The concept of emergence allows for something unexpected to happen even when “all puppet strings” are known. The researchers working with LLMs don’t understand some of the results they get, even though they know all the puppet strings.

And finally, why should a sapient AI (if one is ever constructed) explain human sapience? The two things could be entirely different. It seems to me that you would only accept sapience in humans, because the puppet strings of everything else would be known by definition.
 
I don't think they're any more or less robust than the definition of "tall". I also, however, don't think they're useless.

OK, so what are these definitions?
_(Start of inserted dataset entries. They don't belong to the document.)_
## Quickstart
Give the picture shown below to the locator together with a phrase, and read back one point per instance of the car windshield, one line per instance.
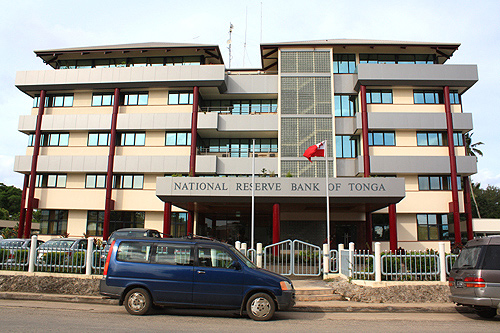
(59, 243)
(242, 257)
(468, 257)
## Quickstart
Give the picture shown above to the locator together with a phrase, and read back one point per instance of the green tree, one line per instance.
(10, 198)
(488, 201)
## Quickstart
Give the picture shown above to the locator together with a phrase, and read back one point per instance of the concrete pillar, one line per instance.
(377, 265)
(90, 256)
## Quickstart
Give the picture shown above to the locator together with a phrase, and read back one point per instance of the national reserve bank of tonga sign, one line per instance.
(284, 187)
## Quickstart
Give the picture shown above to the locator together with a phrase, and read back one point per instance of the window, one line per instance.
(432, 227)
(381, 139)
(239, 147)
(177, 139)
(95, 222)
(95, 181)
(437, 183)
(98, 139)
(53, 222)
(434, 97)
(126, 219)
(177, 97)
(131, 139)
(380, 225)
(438, 139)
(379, 96)
(105, 99)
(54, 100)
(214, 257)
(344, 63)
(134, 251)
(174, 254)
(50, 140)
(346, 146)
(345, 105)
(178, 222)
(47, 180)
(135, 99)
(128, 181)
(397, 58)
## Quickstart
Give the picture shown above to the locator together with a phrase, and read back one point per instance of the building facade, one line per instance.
(163, 136)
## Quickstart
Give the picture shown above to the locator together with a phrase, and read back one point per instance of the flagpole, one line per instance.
(327, 198)
(253, 196)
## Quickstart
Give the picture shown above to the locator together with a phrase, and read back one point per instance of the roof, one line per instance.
(120, 47)
(361, 42)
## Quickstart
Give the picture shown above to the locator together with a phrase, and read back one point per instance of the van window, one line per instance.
(468, 257)
(134, 251)
(214, 257)
(174, 254)
(491, 257)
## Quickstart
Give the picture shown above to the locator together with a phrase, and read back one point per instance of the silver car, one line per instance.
(475, 277)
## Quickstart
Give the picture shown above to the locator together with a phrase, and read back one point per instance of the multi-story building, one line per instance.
(163, 136)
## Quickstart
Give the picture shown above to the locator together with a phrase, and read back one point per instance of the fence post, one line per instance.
(90, 256)
(378, 263)
(351, 258)
(442, 261)
(243, 248)
(326, 260)
(34, 242)
(339, 257)
(259, 255)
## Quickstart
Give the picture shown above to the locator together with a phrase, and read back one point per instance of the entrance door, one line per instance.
(346, 233)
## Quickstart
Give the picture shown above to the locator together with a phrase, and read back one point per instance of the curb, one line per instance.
(339, 306)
So far I have only seen some version of “I know sentience (and sapience) when I see it”.

If LLMs get to a point where they can mimic extrapolative thinking, problem solving, and innovation perfectly... I think they would have to be considered intelligent.



I don't think that extrapolative thinking can really be mimicked.

Is that a definition? Or your version of “I know it when I see it”?
 
Reasoning being impaired by lack of language skills could explain some of the things I've personally seen, where a person seemed incapable of planning or making decisions in ways that would give them good outcomes.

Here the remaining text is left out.